Conakry – Un nouveau coup de filet dans la fonction publique. Le ministère de la Modernisation de l’administration et de la Fonction publique a annoncé, lundi 4 mai 2026, avoir identifié 652 agents présentant des situations administratives jugées irrégulières. Une décision qui s’inscrit dans la poursuite des opérations d’assainissement du fichier de l’État.
Selon un communiqué officiel, ces anomalies ont été détectées à l’issue d’une série de contrôles menés sur le Fichier unique de gestion administrative et de la solde (FUGAS), un outil stratégique destiné à fiabiliser les données de l’administration publique. « Une série de contrôles a permis d’identifier six cent cinquante-deux (652) agents publics présentant des situations administratives irrégulières », précise le département.

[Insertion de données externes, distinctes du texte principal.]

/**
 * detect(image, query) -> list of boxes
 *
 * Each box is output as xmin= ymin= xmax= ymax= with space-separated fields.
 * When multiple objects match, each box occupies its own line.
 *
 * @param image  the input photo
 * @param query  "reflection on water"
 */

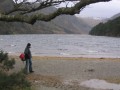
xmin=0 ymin=34 xmax=120 ymax=58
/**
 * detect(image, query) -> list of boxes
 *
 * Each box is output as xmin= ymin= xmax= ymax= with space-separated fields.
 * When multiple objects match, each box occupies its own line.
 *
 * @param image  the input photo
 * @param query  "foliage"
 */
xmin=0 ymin=71 xmax=31 ymax=90
xmin=89 ymin=16 xmax=120 ymax=37
xmin=0 ymin=50 xmax=15 ymax=71
xmin=0 ymin=50 xmax=31 ymax=90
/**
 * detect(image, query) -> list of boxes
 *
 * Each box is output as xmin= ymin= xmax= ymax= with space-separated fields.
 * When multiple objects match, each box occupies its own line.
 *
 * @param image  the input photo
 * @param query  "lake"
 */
xmin=0 ymin=34 xmax=120 ymax=58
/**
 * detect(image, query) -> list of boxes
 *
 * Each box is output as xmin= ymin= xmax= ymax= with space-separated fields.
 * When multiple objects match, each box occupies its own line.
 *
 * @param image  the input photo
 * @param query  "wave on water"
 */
xmin=0 ymin=34 xmax=120 ymax=58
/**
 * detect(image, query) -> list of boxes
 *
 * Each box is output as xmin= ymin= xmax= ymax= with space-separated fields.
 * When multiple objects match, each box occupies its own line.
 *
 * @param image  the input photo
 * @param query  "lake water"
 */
xmin=0 ymin=34 xmax=120 ymax=58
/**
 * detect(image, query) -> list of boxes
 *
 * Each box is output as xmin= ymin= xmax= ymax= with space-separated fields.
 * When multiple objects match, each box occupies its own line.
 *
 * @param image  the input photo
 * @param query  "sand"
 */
xmin=10 ymin=55 xmax=120 ymax=90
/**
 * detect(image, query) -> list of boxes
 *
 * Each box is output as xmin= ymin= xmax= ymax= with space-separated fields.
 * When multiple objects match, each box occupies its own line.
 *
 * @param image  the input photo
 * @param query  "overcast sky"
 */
xmin=77 ymin=0 xmax=120 ymax=19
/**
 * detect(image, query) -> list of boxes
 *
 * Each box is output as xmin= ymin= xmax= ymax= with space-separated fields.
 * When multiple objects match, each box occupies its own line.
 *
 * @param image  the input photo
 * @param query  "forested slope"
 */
xmin=89 ymin=16 xmax=120 ymax=37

Les irrégularités relevées portent notamment sur des incohérences dans les informations administratives, incluant des données relatives aux lieux de résidence des agents concernés. Face à ces constats, les autorités entendent procéder à une vérification approfondie de chaque dossier.
À cet effet, une commission spéciale a été mise en place au sein de la Direction générale de la fonction publique. Elle aura pour mission d’examiner individuellement les cas signalés, de mener les contrôles nécessaires et, le cas échéant, de permettre la régularisation des situations conformes. Une approche au cas par cas qui vise à distinguer les erreurs administratives des fraudes avérées.
Dans l’attente des conclusions de cette procédure, une mesure conservatoire a été prise : la suspension des salaires des agents concernés. Celle-ci sera matérialisée par la mention « Anomalie Vérification » sur leurs bulletins de paie. Le ministère insiste sur le caractère légal de cette décision, présentée comme une étape nécessaire pour préserver l’intégrité du système de gestion publique.
Les agents épinglés sont ainsi invités à se rapprocher rapidement de leurs services des ressources humaines afin de fournir les pièces justificatives requises, avant la date butoir fixée au 5 mai 2026.
Mis en place en novembre 2025, le FUGAS s’impose progressivement comme un pilier de la réforme administrative. Ce système centralisé permet non seulement d’identifier les agents publics grâce à des données biométriques, mais aussi de structurer les carrières et de détecter les doublons ou irrégularités, notamment en matière de rémunération.
D’après les chiffres officiels actualisés en avril 2026, près de 130 000 agents ont déjà été recensés, identifiés et vérifiés via ce dispositif. Les opérations d’assainissement engagées auraient permis de générer des économies estimées à plus de 233 milliards de francs guinéens.
À travers cette initiative, les autorités affichent leur volonté de renforcer la transparence et la rigueur dans la gestion des ressources humaines de l’État, dans un contexte où la maîtrise de la masse salariale demeure un enjeu majeur pour les finances publiques.